鈴:「やりました! もうすぐ夢の一万Hit! みなさんの応援のおかげです!!」
朱音(以後朱):「と言う訳で座談会です」
鈴:「どう繋がってんだよ。ていうか刹那は?」
朱:「今日は眠いからパスだそうだ」
鈴:「何なんだあいつ……」
朱:「まあ、代わりに私が相方を務めるよ」
鈴:「よ、よろしくお願いします。じゃあ、なんについて話す?」
朱:「この作品そのものについて」
鈴:「OK。
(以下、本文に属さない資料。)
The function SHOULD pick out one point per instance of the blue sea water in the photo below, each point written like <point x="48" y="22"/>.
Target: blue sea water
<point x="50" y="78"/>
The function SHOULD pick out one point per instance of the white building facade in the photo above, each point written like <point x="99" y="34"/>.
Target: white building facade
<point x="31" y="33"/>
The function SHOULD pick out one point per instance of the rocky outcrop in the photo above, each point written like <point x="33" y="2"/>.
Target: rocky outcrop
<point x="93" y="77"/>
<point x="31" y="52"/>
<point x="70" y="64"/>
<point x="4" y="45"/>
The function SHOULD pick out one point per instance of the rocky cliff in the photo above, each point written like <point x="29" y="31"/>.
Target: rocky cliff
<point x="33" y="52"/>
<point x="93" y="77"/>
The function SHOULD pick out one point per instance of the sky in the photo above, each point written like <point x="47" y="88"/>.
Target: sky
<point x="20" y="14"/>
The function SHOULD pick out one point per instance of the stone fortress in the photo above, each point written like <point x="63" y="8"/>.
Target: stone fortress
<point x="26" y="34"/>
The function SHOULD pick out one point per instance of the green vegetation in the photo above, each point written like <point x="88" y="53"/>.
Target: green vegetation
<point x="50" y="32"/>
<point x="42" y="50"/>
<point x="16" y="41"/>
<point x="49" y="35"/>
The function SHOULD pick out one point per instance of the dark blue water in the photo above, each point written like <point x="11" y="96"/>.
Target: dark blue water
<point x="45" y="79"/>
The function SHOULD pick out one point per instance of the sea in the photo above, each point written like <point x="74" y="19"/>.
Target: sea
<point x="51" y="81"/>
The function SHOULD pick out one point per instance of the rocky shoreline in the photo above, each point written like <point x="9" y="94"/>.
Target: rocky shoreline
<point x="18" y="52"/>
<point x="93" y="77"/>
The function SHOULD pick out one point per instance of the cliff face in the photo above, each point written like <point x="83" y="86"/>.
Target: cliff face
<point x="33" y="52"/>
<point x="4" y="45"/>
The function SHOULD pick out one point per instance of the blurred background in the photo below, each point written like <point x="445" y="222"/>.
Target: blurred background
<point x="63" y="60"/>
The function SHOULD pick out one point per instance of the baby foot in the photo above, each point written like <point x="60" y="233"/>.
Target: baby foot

この狐火は僕が作った四つ目の作品」
朱:「残りの作品は?」
鈴:「断片的なのが残ってるだけでぜんぜんできてない」
朱:「あっ、そう」
鈴:「一作目は少々欲張ってSFもファンタジーもとにかく思いついたものをどんどん入れたんだっけ」
朱:「もともと私はその作品の主役だった。ちなみに私たちが主役として活躍してたはずの作品は今後出す予定あるのか?」
鈴:「ない。はっきりいって中学の頃のは全部恥ずいから」
朱:「そうか……」
鈴:「では、みなさんそろそろ……って朱音なんだその物騒な釘つきバット」
朱:「いやなあに、作者に旅立ってもらうのさ」
鈴:「……どうして?」
朱:「その上で私がこの作品をを乗っ取る!! 私が活躍しないならお前はいらん!」
鈴:「うわ! 落ち着け。まて、お前性格変わってる! それに、俺が死んだらお前たちはああああ!」
逃げ出す作者。それを追いかける朱音。しばらくしてグシャっという音がしてカーテンが閉まる。